JuliaAI / MLJText.jl

A an MLJ extension for accessing models and tools related to text analysis
MIT License
11 stars 1 forks source link

Samples no longer work #33

Open alunap opened 1 month ago

alunap commented 1 month ago

If I run the example code (any of them) I get a failure.

using MLJ, MLJText, TextAnalysis

docs = ["Hi my name is Sam.", "How are you today?"]
tfidf_transformer = TfidfTransformer()
mach = machine(tfidf_transformer, tokenize.(docs))
MLJ.fit!(mach)

tfidf_mat = transform(mach, tokenize.(docs))

will fail:

ERROR: MethodError: no method matching tokenize(::String)

Closest candidates are:
  tokenize(::Type{S}, ::T) where {S<:Languages.Language, T<:AbstractString}
   @ TextAnalysis ~/.julia/packages/TextAnalysis/bdhyq/src/deprecations.jl:4
  tokenize(::S, ::T) where {S<:Languages.Language, T<:AbstractString}
   @ TextAnalysis ~/.julia/packages/TextAnalysis/bdhyq/src/tokenizer.jl:19

Stacktrace:
 [1] _broadcast_getindex_evalf
   @ ./broadcast.jl:709 [inlined]
 [2] _broadcast_getindex
   @ ./broadcast.jl:682 [inlined]
 [3] getindex
   @ ./broadcast.jl:636 [inlined]
 [4] copy
   @ ./broadcast.jl:942 [inlined]
 [5] materialize(bc::Base.Broadcast.Broadcasted{Base.Broadcast.DefaultArrayStyle{1}, Nothing, typeof(tokenize), Tuple{Vector{String}}})
   @ Base.Broadcast ./broadcast.jl:903
 [6] top-level scope
   @ REPL[11]:1
ablaom commented 1 month ago

Thanks for posting.

The tokenize method is owned by TextAnalysis, and I see that TextAnalysis 0.8 no longer supports the version dispatching on strings. One workaround is to use TextAnalysis 0.7.5.

Posted a query here about what the correct method is now.

pazzo83 commented 1 month ago

It looks like it requires a "language" to be set, but it's not actually used: https://github.com/JuliaText/TextAnalysis.jl/blame/master/src/tokenizer.jl

I think one thing we can do is just use the tokenization from WordTokenzers directly. I can look at making this change.
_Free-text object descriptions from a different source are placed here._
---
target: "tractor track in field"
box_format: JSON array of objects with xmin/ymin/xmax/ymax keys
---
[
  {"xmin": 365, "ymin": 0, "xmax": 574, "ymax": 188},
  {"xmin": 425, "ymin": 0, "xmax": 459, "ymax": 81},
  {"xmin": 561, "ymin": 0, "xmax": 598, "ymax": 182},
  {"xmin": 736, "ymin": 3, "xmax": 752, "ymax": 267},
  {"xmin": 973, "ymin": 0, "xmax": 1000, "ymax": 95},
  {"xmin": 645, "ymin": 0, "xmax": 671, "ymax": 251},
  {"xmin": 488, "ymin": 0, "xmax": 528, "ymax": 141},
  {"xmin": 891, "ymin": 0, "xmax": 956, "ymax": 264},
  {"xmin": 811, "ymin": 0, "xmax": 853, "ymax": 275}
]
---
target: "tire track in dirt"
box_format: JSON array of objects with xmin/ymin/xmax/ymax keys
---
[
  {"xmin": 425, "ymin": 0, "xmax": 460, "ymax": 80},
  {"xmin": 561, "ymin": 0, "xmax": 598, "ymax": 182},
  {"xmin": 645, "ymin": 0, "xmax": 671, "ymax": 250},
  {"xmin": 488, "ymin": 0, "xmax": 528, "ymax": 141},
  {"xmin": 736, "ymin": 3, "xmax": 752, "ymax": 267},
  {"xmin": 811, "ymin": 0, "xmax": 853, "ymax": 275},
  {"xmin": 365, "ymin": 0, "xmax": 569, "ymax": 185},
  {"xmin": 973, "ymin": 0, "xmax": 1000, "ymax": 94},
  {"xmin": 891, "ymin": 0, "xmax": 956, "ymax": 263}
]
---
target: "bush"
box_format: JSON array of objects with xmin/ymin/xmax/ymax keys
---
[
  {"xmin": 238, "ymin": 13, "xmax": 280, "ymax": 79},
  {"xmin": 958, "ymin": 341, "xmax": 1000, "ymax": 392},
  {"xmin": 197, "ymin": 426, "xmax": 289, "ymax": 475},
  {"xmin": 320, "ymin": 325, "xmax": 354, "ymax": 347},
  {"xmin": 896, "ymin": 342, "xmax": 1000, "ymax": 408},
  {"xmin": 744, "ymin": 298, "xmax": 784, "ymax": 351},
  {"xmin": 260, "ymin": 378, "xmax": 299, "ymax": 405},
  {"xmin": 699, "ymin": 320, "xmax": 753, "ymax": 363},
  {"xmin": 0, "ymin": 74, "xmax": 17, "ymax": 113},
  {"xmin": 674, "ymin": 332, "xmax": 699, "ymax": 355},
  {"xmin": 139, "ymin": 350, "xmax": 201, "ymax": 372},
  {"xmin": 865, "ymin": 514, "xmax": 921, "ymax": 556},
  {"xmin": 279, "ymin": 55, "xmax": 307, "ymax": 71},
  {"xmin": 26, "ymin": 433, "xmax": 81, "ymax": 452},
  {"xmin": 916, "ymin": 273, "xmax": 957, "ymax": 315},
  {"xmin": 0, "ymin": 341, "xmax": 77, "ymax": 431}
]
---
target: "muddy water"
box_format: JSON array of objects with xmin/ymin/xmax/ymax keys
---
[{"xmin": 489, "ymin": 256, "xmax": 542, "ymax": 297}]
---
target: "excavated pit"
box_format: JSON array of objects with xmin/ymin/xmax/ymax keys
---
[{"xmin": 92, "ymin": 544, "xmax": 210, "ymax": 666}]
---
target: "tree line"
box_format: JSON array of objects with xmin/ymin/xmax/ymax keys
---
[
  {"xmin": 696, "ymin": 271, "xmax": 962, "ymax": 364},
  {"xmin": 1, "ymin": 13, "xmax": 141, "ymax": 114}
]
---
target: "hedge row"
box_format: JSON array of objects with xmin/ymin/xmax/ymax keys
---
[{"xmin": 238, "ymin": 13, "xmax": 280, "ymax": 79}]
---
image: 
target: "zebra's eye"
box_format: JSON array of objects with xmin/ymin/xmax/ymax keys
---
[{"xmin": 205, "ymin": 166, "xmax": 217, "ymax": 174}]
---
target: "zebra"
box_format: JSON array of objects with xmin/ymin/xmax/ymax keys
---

ablaom commented 1 month ago

Thanks @pazzo83 for looking into this. This doesn't appear to affect MLJText tests, which are still passing (the compat for TextAnaysis includes the latest 0.8).

So maybe all that's needed is to update the docstrings.

ablaom commented 1 month ago

@pazzo83 Any chance of a PR to fix this?

pazzo83 commented 2 weeks ago

Sorry for the delay! I realized that we only need to update the Readme (since this is the code that is being referred to). I will be doing that.